Scienza

BrainNet: Cervelli interconnessi per condividere i pensieri

BrainNet: Cervelli interconnessi per condividere i pensieri

Alcuni neuroscienziati, sono riusciti a interconnettere tre cervelli umani, permettendo loro di condividere i pensieri e giocare a Tetris.

Il team pensa che questo esperimento possa essere scalato per connettere reti di persone. Funziona grazie ad una combinazione dell’elettroencefalogramma (EEG) per registrare gli impulsi elettrici.

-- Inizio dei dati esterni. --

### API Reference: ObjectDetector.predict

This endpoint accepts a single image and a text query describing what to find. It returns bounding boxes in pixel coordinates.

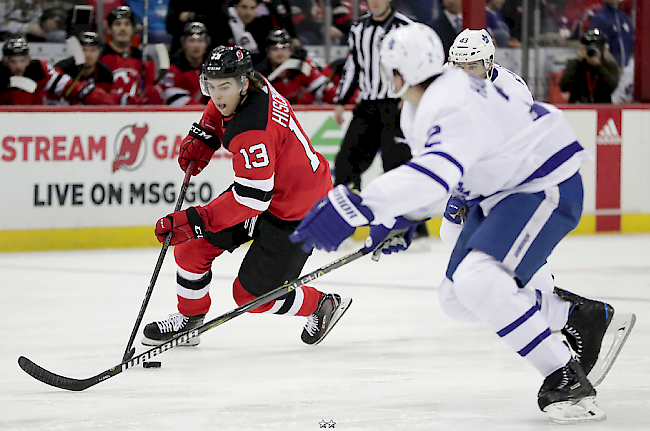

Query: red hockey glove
[178,123,221,175]
[129,85,165,105]
[77,83,117,105]
[155,207,205,245]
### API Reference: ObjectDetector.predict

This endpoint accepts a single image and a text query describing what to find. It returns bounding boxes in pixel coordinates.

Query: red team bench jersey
[192,73,332,232]
[99,44,156,95]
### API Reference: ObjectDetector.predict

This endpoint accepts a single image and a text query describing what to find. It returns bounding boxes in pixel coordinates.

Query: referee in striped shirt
[334,0,428,238]
[334,0,413,189]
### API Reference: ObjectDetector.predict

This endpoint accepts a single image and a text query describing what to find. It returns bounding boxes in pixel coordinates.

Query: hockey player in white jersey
[440,29,634,394]
[292,24,632,422]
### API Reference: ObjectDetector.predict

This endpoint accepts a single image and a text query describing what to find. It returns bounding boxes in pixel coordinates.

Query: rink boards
[0,105,650,251]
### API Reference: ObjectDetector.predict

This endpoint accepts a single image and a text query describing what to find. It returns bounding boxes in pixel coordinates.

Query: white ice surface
[0,235,650,431]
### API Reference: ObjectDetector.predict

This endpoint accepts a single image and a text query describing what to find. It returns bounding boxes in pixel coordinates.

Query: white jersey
[361,68,590,226]
[491,63,533,103]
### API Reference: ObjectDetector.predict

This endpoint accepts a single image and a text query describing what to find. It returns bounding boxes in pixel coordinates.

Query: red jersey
[158,52,208,106]
[257,58,336,105]
[99,44,156,96]
[198,74,332,236]
[0,60,117,105]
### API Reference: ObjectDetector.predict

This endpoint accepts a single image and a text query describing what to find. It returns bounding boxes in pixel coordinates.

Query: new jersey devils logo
[113,124,149,172]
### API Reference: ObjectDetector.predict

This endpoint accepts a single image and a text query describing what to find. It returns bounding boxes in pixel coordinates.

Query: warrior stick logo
[113,124,149,172]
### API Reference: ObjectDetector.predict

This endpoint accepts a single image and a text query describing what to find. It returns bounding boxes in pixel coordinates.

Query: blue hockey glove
[444,196,469,226]
[289,185,375,253]
[364,216,428,261]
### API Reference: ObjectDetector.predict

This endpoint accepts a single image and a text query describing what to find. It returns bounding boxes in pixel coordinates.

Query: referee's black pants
[334,99,411,190]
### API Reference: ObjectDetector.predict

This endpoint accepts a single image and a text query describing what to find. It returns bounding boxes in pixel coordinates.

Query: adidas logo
[596,118,621,145]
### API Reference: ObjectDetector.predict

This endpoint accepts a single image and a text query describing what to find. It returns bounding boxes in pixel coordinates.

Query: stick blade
[18,356,111,391]
[65,36,86,66]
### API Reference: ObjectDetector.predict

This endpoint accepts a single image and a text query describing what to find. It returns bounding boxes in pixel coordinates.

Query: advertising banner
[0,105,650,250]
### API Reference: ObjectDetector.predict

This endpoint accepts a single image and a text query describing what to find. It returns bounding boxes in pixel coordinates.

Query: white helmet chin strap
[388,79,409,99]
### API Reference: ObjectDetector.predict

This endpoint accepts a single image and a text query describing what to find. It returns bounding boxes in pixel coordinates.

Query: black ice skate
[301,293,352,344]
[537,359,605,423]
[555,287,636,386]
[142,313,205,346]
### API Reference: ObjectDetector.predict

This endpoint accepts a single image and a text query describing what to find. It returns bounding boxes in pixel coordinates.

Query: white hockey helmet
[380,23,445,97]
[449,28,495,79]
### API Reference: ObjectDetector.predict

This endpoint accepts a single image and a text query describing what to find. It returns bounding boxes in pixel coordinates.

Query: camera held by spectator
[560,29,620,103]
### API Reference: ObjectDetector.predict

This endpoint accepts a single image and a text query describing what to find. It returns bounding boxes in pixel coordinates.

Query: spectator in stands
[612,56,634,105]
[0,0,66,42]
[228,0,275,65]
[158,22,210,106]
[560,29,620,103]
[255,29,336,105]
[257,0,300,46]
[56,31,113,104]
[85,0,124,25]
[0,38,116,105]
[124,0,172,46]
[99,6,164,105]
[563,0,603,39]
[589,0,634,68]
[291,0,356,45]
[431,0,463,62]
[485,0,518,48]
[166,0,232,52]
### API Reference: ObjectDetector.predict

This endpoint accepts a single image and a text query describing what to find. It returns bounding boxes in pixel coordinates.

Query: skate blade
[587,313,636,387]
[406,240,431,253]
[544,397,607,424]
[312,298,352,346]
[140,336,201,347]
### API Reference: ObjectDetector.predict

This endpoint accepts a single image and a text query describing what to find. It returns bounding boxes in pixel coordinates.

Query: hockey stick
[18,243,372,391]
[9,76,38,93]
[266,58,311,81]
[63,36,86,97]
[140,0,149,92]
[122,160,195,361]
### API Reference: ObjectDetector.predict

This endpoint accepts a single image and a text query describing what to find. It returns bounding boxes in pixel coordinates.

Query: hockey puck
[142,361,162,368]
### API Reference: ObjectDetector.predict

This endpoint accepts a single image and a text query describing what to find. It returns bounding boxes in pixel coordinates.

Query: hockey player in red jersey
[99,6,164,105]
[256,30,336,105]
[0,38,116,105]
[157,22,210,106]
[142,46,352,345]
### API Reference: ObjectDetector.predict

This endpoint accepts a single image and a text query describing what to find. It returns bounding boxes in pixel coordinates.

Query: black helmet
[79,31,102,46]
[580,28,607,49]
[203,46,253,79]
[106,6,135,27]
[2,37,29,57]
[266,29,291,48]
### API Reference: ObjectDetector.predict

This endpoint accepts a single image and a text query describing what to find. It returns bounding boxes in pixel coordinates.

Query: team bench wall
[0,105,650,251]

Tali impulsi indicano l’attività cerebrale e la stimolazione magnetica transcranica (TMS), nella quale alcuni campi magnetici stimolano i neuroni.

I ricercatori lo hanno ribattezzato BrainNet e sostengono che possa essere in grado di interconnettere più cervelli insieme anche attraverso internet. Ma oltre ad aprire nuovi e strani modi di comunicare, BrainNet potrebbe insegnarci di più su come funziona il cervello umano a un livello più profondo.

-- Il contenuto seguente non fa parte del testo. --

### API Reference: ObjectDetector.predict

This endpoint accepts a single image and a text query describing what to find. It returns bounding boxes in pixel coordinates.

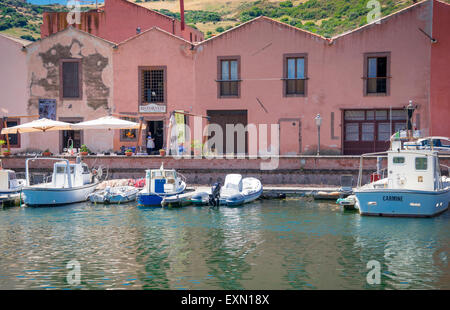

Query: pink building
[0,34,31,152]
[0,0,450,155]
[114,0,450,155]
[41,0,204,43]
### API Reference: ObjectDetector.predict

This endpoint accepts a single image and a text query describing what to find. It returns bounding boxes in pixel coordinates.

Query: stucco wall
[41,0,204,43]
[195,2,432,152]
[27,28,113,153]
[430,1,450,136]
[0,34,31,153]
[113,28,196,149]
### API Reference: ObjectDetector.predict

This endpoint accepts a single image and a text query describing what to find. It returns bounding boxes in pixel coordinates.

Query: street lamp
[314,114,322,155]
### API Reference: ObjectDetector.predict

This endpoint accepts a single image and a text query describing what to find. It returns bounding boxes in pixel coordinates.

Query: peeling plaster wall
[27,28,113,153]
[0,35,29,153]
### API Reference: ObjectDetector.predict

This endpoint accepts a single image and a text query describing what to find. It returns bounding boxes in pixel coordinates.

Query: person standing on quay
[147,131,155,155]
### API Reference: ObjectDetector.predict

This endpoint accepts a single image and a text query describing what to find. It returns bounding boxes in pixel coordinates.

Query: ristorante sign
[139,103,166,113]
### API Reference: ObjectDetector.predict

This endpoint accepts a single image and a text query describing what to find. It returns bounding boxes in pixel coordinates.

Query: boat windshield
[56,166,75,173]
[8,171,16,181]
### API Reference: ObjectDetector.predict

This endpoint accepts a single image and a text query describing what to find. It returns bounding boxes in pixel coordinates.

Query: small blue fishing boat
[355,133,450,217]
[355,101,450,217]
[137,165,186,206]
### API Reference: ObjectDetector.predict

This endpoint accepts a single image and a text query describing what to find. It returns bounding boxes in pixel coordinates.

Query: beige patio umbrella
[71,116,146,130]
[1,118,72,135]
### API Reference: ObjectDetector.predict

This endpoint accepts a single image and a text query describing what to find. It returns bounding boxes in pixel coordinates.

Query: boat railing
[439,164,450,176]
[177,172,187,184]
[25,157,72,188]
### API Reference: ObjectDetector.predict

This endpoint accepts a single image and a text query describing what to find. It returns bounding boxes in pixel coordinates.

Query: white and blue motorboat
[22,157,99,207]
[137,165,186,206]
[219,174,263,207]
[0,168,26,196]
[355,134,450,217]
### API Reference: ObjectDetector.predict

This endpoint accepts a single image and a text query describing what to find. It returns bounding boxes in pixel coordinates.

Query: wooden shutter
[62,61,81,98]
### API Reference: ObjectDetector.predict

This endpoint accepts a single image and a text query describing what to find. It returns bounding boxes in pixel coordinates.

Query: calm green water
[0,199,450,289]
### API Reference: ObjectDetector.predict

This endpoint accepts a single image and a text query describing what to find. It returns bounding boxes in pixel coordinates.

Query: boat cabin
[387,149,443,191]
[145,169,180,193]
[0,169,20,192]
[52,161,91,188]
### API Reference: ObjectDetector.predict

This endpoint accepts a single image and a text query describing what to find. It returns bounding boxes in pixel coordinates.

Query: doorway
[145,121,164,155]
[59,117,83,153]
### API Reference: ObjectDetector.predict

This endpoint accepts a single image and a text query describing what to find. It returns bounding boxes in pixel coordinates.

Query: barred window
[120,117,137,141]
[364,52,390,95]
[60,59,82,99]
[219,59,239,97]
[140,69,166,103]
[286,57,305,95]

Presentiamo BrainNet, che per quanto ne sappiamo è la prima interfaccia diretta e non invasiva cervello a cervello per il problem-solving collaborativo, hanno scritto i ricercatori nell’ottobre 2018.

Nell’esperimento impostato dagli scienziati, due mittenti erano connessi agli elettrodi dell’EEG per registrare gli impulsi elettrici. Dovevano giocare a un gioco simile al Tetris, con il compito di decidere se un certo blocco andasse ruotato o meno.

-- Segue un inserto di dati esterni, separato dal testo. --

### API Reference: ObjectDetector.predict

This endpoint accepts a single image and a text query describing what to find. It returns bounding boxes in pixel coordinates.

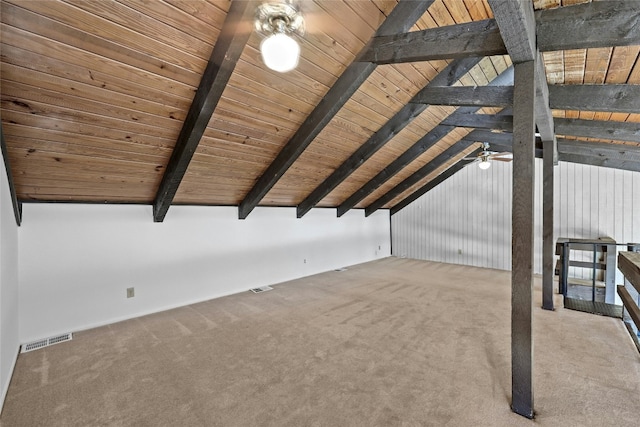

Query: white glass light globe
[478,159,491,170]
[260,33,300,73]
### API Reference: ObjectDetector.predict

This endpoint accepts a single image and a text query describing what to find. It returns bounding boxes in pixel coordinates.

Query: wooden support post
[604,242,618,304]
[542,141,555,310]
[511,59,536,418]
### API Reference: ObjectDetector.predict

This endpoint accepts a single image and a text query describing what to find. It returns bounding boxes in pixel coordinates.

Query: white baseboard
[0,346,20,415]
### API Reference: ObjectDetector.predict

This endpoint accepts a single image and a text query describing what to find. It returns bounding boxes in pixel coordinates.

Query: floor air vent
[22,333,73,353]
[249,286,273,294]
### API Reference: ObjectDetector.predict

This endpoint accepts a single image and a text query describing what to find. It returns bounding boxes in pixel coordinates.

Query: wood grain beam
[390,148,482,215]
[542,135,558,310]
[359,0,640,64]
[338,67,513,216]
[238,0,433,219]
[462,129,513,147]
[488,0,537,64]
[511,60,536,418]
[549,84,640,113]
[153,1,257,222]
[359,19,506,64]
[364,139,472,216]
[489,0,556,157]
[297,58,482,218]
[535,52,558,149]
[554,117,640,142]
[0,123,22,227]
[440,114,513,132]
[410,86,513,107]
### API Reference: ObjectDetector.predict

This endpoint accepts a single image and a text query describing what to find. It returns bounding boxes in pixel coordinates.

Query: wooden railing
[617,252,640,350]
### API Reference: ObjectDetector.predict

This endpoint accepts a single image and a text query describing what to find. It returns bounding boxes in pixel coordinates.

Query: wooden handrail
[617,285,640,329]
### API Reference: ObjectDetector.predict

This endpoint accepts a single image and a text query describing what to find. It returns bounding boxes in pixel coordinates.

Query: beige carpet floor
[0,258,640,427]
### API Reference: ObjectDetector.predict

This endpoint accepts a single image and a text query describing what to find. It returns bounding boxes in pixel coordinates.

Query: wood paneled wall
[391,159,640,278]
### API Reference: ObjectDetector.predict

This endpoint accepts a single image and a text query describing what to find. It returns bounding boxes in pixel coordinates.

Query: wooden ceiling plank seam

Per fare questo dovevano fissare uno tra due led luminosi ai lati dello schermo, uno a 15 Hz e l’altro a 17. Questi led, producevano segnali diversi nel cervello, che l’EEG poteva così registrare.

Queste scelte venivano inoltrate a un singolo destinatario attraverso il TMS che poteva generare dei flash fantasma (noti come fosfeni) all’interno del cervello. Il destinatario non poteva vedere l’intera area da gioco, ma doveva ruotare il blocco alla ricezione del segnale luminoso.

L’interfaccia permette a 3 soggetti umani di collaborare e risolvere un problema usando una comunicazione diretta tra cervelli.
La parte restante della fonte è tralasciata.